Written on

A World Cup 2018 primer, with graphs!

Found in [R , world cup , soccer] by @awhstin on

The Premier League just ended and normally this time of year is just spent reading up on transfer news until the league starts again, but not this year! It is a World Cup year which means that as of today the (real) biggest sporting event in the world kicks off. Some of you may know I (sort of) kept up my English Premier League predictions and while I am not doing the same for this World Cup I do have my own picks. I am proudly very German but with the United States not qualifying I find myself wanting to follow who I think plays the most exciting football. My recipe is simple, one part passion, two parts admiration of their game, and one part ‘not Brazil’.


My Picks

Finals: France vs. Germany
Winner: Germany
Who I’ll support: England


I have really enjoyed the news coverage and awesome data visualization centered pieces that have come up for this World Cup.
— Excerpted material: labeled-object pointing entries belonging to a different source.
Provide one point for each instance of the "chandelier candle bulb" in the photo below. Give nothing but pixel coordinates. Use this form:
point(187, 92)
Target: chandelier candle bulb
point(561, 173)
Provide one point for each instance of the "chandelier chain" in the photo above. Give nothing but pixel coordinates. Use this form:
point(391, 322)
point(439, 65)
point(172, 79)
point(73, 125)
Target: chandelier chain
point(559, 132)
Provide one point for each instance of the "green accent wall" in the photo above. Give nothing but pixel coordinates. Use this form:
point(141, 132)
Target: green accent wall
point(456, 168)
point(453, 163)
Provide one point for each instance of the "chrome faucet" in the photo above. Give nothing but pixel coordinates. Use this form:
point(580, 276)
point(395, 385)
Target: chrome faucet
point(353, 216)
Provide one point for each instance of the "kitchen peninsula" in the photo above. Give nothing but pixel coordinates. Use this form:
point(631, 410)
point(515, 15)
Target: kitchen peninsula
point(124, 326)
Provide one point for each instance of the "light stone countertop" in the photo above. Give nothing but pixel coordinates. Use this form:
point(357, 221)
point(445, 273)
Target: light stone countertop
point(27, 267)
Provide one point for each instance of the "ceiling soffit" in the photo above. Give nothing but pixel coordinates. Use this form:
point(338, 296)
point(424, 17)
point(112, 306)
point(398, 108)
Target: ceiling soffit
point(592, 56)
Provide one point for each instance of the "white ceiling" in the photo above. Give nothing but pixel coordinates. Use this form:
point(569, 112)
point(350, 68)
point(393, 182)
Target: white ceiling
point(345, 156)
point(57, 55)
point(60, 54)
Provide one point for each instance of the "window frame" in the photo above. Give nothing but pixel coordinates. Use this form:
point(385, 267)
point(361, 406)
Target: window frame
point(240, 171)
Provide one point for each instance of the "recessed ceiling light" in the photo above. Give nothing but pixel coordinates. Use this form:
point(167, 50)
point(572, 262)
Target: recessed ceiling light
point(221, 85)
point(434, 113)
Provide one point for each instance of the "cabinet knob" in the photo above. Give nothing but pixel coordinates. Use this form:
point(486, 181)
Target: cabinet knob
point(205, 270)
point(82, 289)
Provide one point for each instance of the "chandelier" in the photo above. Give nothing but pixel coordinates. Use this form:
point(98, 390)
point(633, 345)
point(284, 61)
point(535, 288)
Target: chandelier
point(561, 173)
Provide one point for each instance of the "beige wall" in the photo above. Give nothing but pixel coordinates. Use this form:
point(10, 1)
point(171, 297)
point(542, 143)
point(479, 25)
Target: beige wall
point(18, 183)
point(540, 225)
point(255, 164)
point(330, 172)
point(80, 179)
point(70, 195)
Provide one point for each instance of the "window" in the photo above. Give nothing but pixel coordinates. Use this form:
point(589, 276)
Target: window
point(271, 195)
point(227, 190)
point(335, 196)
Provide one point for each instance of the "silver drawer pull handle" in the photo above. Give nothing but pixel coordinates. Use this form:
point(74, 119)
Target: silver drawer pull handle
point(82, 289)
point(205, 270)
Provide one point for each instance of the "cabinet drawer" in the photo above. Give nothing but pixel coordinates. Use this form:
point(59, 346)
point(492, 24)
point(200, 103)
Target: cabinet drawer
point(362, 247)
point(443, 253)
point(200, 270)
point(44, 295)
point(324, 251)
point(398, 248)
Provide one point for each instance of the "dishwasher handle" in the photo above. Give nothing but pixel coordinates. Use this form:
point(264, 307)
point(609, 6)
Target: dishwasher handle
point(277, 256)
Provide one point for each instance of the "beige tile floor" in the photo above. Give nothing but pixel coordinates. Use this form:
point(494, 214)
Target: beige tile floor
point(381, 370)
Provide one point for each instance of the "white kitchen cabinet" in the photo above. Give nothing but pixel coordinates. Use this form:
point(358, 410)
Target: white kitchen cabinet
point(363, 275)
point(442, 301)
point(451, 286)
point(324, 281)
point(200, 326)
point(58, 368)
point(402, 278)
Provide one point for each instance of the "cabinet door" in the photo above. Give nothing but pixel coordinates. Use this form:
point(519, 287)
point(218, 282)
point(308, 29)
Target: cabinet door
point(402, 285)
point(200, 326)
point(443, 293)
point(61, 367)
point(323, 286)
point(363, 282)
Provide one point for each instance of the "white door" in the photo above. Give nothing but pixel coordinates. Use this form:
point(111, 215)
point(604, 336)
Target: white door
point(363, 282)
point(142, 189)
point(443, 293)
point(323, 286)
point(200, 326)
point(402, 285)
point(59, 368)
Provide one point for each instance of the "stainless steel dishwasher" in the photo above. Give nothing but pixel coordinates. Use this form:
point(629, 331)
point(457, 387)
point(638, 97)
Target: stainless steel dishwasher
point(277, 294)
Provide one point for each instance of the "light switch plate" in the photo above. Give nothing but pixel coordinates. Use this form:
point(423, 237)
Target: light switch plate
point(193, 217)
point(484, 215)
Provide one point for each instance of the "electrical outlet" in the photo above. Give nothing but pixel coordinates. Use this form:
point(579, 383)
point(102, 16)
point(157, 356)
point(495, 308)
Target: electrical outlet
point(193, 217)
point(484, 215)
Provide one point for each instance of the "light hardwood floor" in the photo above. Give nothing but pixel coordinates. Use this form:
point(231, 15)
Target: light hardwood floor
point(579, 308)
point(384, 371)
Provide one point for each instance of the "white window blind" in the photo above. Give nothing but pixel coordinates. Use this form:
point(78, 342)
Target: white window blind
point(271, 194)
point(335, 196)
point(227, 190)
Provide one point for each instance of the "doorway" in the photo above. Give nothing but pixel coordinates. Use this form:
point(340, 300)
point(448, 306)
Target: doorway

There are a number of really cool sites to follow that offer some great articles to get acquainted with the teams, as well as updates during games. Here are some of my favorites:

Getting started

Following along

Interesting reads

Reading through some of these articles I started to get the sense of how analysts and reporters were comparing the different international squads and started to get some ideas of my own. One reoccuring theme was the comparison of some of the different nations top players, often referring to their performance during their respective club seasons. This is a good indicator of the player’s form and potential but international play is a different thing altogether. A lot of the nations with high value players don’t play together on the same club or even the same league so chemistry can be a problem.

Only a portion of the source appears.